Python client example

  1. Save following Python example to a file named nim_client.py.
import requests
import json

url = "http://localhost:8000/protein-structure/alphafold2/predict-structure-from-sequence"  # Replace with the actual URL
sequence = "MNVIDIAIAMAI"  # Replace with the actual sequence value

headers = {
    "content-type": "application/json"
}

data = {
    "sequence": sequence,
    "databases": ["small_bfd"],
    "e_value": 0.000001,
    "algorithm": "mmseqs2",
    "relax_prediction": False,
}

response = requests.post(url, headers=headers, data=json.dumps(data))

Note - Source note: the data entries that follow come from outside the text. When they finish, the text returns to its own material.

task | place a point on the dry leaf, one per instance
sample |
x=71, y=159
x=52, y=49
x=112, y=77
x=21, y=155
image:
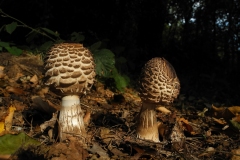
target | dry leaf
x=208, y=152
x=43, y=91
x=87, y=117
x=34, y=80
x=49, y=123
x=220, y=121
x=9, y=118
x=138, y=154
x=224, y=112
x=15, y=90
x=163, y=110
x=42, y=105
x=101, y=152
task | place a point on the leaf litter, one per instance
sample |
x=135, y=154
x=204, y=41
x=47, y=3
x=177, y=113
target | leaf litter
x=28, y=112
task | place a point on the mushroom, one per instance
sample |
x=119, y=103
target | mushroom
x=159, y=84
x=70, y=73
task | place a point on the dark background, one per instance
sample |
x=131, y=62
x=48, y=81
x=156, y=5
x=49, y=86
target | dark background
x=199, y=37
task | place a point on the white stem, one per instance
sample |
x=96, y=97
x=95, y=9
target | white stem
x=71, y=118
x=147, y=127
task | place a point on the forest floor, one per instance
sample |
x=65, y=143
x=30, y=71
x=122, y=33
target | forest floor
x=190, y=129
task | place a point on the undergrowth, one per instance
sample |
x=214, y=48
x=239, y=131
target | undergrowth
x=104, y=58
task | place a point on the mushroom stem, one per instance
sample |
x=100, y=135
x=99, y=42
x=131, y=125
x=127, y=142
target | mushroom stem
x=71, y=118
x=147, y=127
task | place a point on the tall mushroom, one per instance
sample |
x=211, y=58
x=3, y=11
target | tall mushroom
x=159, y=84
x=70, y=73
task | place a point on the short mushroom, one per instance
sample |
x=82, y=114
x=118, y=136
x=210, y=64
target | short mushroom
x=159, y=84
x=70, y=73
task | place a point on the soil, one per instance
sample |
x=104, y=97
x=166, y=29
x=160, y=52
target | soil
x=186, y=132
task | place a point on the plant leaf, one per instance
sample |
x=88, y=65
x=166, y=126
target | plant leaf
x=9, y=144
x=121, y=81
x=11, y=27
x=4, y=44
x=50, y=32
x=105, y=62
x=77, y=37
x=95, y=46
x=45, y=46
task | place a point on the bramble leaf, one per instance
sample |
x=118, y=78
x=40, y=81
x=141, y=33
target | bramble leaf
x=105, y=62
x=9, y=144
x=11, y=27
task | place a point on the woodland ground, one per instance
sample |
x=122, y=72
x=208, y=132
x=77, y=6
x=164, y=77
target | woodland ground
x=188, y=132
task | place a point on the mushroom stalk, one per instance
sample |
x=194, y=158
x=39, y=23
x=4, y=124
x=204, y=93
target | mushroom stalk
x=71, y=118
x=147, y=125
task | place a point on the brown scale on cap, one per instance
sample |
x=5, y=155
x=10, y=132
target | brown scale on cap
x=159, y=82
x=70, y=68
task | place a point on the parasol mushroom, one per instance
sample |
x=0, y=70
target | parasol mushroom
x=159, y=84
x=70, y=74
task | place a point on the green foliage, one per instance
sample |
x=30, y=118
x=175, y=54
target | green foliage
x=104, y=58
x=12, y=49
x=9, y=144
x=77, y=37
x=121, y=81
x=105, y=65
x=11, y=27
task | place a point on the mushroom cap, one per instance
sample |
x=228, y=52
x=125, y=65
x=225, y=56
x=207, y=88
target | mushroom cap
x=159, y=83
x=70, y=69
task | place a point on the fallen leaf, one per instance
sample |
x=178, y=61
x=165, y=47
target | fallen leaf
x=208, y=152
x=86, y=118
x=9, y=144
x=220, y=121
x=101, y=152
x=15, y=90
x=34, y=80
x=163, y=110
x=40, y=104
x=138, y=154
x=49, y=123
x=9, y=118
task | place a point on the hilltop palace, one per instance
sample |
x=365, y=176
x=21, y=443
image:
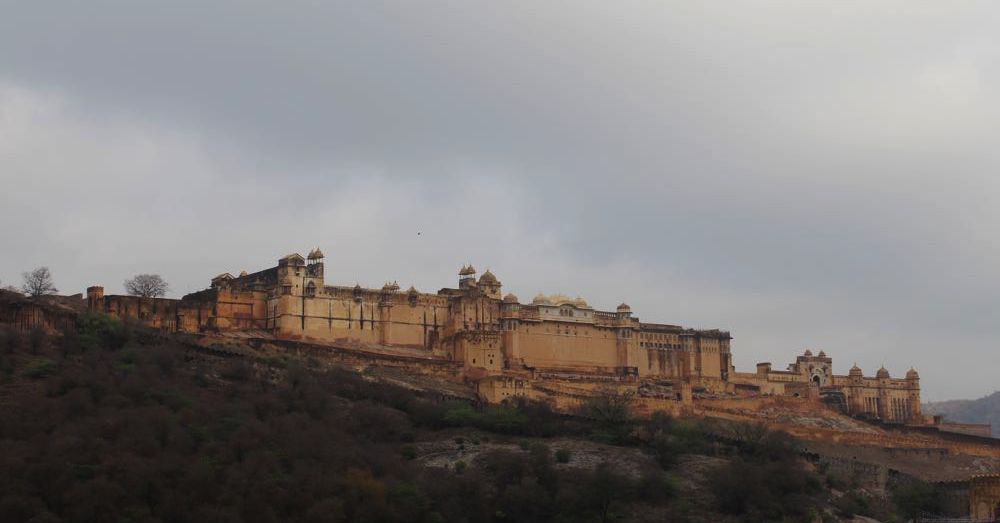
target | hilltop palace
x=507, y=347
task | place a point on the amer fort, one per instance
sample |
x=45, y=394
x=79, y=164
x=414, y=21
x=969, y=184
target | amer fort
x=475, y=343
x=551, y=347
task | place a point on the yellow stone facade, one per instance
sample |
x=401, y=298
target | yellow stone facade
x=554, y=345
x=472, y=323
x=894, y=400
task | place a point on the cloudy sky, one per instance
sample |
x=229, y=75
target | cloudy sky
x=806, y=174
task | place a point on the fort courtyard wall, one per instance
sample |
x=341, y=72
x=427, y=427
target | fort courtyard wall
x=499, y=337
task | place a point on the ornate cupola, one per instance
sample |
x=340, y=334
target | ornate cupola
x=467, y=277
x=624, y=311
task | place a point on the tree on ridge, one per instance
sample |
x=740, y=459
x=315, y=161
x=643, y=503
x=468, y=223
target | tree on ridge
x=38, y=282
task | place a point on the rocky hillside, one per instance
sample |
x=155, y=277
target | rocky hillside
x=107, y=423
x=982, y=410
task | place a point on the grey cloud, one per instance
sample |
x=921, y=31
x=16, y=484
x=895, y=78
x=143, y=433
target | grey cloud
x=802, y=174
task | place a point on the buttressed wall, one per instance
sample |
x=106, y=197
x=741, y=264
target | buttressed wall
x=880, y=397
x=472, y=323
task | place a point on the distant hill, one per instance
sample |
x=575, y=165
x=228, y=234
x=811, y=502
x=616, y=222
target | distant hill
x=982, y=410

# Check if the request was successful
if response.ok:
    with open("output.pdb", "w") as ofi:
        ofi.write(json.dumps(response.json()))
    print("Request succeeded:", response.json())
else:
    print("Request failed:", response.status_code, response.text)
  1. Execute the example.
python nim_client.py
  1. The resulting PDB structure will be returned and written to output.pdb.
cat output.pdb

Shell client example

  1. Save the following Shell example to a file named nim_client.sh.
#!/usr/bin/env bash
set -e

URL=http://localhost:8000/protein-structure/alphafold2/predict-structure-from-sequence

request='{
 "sequence": "MNVIDIAIAMAI"
}'
curl -H 'Content-Type: application/json' \
     -d "$request" "$URL"
  1. Execute the example.
chmod +x nim_client.sh

./nim_client.sh
  1. Results will be printed on the terminal in JSON format. You will be able to see the PDB formatted output; you can also use curl to save the output directly to file.